* [PATCH nfsd-next] SQUASH sunrpc: allow svc threads to fail initialisation cleanly
@ 2024-09-15 23:45 NeilBrown
2024-09-16 0:24 ` Jeff Layton
` (3 more replies)
0 siblings, 4 replies; 5+ messages in thread
From: NeilBrown @ 2024-09-15 23:45 UTC (permalink / raw)
To: Chuck Lever III, Jeff Layton; +Cc: Linux NFS Mailing List, Olga Kornievskaia
The memory barriers in this patch were all wrong.
smp_store_release / smp_load_acquire ensures that all changes written
before the store_release are equally visible after the acquire.

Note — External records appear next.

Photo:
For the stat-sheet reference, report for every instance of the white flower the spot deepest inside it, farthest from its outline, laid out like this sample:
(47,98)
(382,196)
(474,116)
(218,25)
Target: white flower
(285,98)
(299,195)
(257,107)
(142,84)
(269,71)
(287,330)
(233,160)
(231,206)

These are not needed here as the *only* value that
svc_thread_init_status() or its caller sets that is of any interest to
svc_start_kthread() is ->rq_err. The barrier wold effect writes before
->rq_err is written and reads after ->rq_err is read.
However we DO need a full memory barrier between setting ->rq_err and
before the the waitqueue_active() read in wake_up_var(). This is a
barrier between a write and a read, hence a full barrier: smb_mb().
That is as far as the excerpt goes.